Study design: This was an open-label, randomised, 3 × 3 crossover study with 4 study days, separated by washout periods of 7 days.
Subjects: Subjects comprised 6 healthy young men (aged 20–27 years) and 12 healthy older men and women (aged 56–70 years).
Methods: All subjects received a 2mg intravenous infusion of melagatran over 10 minutes followed, in randomised sequence, by a 20mg immediate-release tablet of ximelagatran with breakfast, a 20mg immediate-release tablet of ximelagatran while fasting, and a 7.5mg subcutaneous injection of ximelagatran. The primary variables were the plasma concentration of melagatran, the active form of ximelagatran, and the activated partial thromboplastin time (APTT), an ex vivo coagulation time measurement used to demonstrate inhibition of thrombin.

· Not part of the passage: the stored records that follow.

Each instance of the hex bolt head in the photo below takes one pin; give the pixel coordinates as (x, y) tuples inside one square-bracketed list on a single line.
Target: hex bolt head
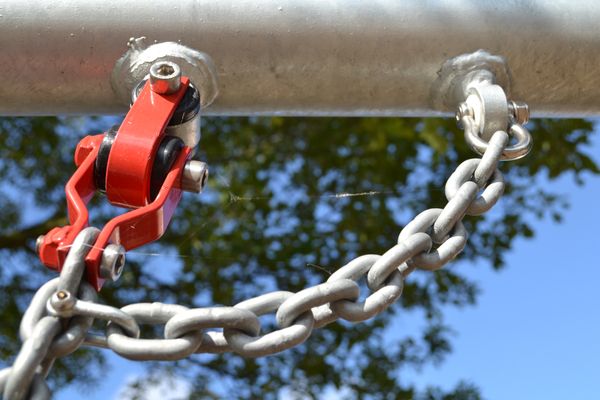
[(112, 263), (165, 77), (194, 176)]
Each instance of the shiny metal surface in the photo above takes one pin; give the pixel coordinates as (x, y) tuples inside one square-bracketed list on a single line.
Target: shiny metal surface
[(308, 57), (429, 241), (165, 77)]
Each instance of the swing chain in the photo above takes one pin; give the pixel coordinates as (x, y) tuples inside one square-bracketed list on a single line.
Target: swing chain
[(428, 242)]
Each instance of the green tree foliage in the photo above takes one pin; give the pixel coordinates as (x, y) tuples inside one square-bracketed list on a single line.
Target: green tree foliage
[(289, 201)]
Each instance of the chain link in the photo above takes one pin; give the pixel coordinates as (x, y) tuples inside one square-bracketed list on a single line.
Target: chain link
[(428, 242)]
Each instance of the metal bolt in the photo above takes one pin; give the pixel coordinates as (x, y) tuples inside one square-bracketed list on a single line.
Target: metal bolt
[(463, 111), (165, 77), (38, 243), (194, 177), (61, 304), (112, 263), (519, 111)]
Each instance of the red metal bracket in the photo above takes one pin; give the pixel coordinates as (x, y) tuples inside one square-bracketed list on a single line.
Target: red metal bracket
[(127, 184)]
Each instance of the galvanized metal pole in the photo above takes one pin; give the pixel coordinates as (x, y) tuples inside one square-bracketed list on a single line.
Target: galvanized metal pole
[(309, 57)]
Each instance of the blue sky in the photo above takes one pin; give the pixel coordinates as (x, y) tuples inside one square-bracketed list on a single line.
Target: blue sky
[(534, 332)]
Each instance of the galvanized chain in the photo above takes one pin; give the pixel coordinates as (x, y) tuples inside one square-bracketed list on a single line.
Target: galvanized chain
[(57, 322)]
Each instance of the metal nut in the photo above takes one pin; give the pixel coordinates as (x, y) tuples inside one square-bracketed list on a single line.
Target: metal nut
[(463, 111), (194, 176), (165, 77), (519, 111), (112, 263)]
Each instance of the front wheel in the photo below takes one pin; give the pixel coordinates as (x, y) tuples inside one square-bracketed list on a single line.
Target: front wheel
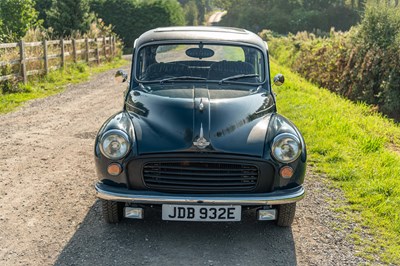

Results: After oral and subcutaneous administration, ximelagatran was rapidly absorbed and biotransformed to melagatran, its active form and the dominant compound in plasma. The metabolite pattern in plasma and urine was similar in young and older subjects after both oral and subcutaneous administration of ximelagatran. Clearance of melagatran was correlated with renal function, resulting in about 40% (after intravenous melagatran) to 60% (after oral and subcutaneous ximelagatran) higher melagatran exposure in the older than in the young subjects. Renal clearance of melagatran, determined after intravenous administration of melagatran, was 7.7 L/h and 4.9 L/h in the young and older subjects, respectively. The interindividual variability in the area under the melagatran plasma concentration-time curve was low following all regimens (coefficient of variation 12–25%). The mean bioavailability of melagatran in young and older subjects was approximately 18 and 21%, respectively, following oral administration of ximelagatran, and 38 and 45%, respectively, following subcutaneous administration of ximelagatran. The bioavailability of melagatran following oral administration of ximelagatran was unaffected by whether subjects were fed or fasting, although the plasma concentration of melagatran peaked about 1 hour later under fed than fasting conditions, due to delayed gastric emptying of the immediate-release tablet formulation used. The APTT was prolonged with increasing melagatran plasma concentrations and the concentration-effect relationship was independent of age.
Conclusion: There were no age-dependent differences in the absorption and biotransformation of ximelagatran, and the observed differences in exposure to melagatran can be explained by differences in renal function between the young and older subjects.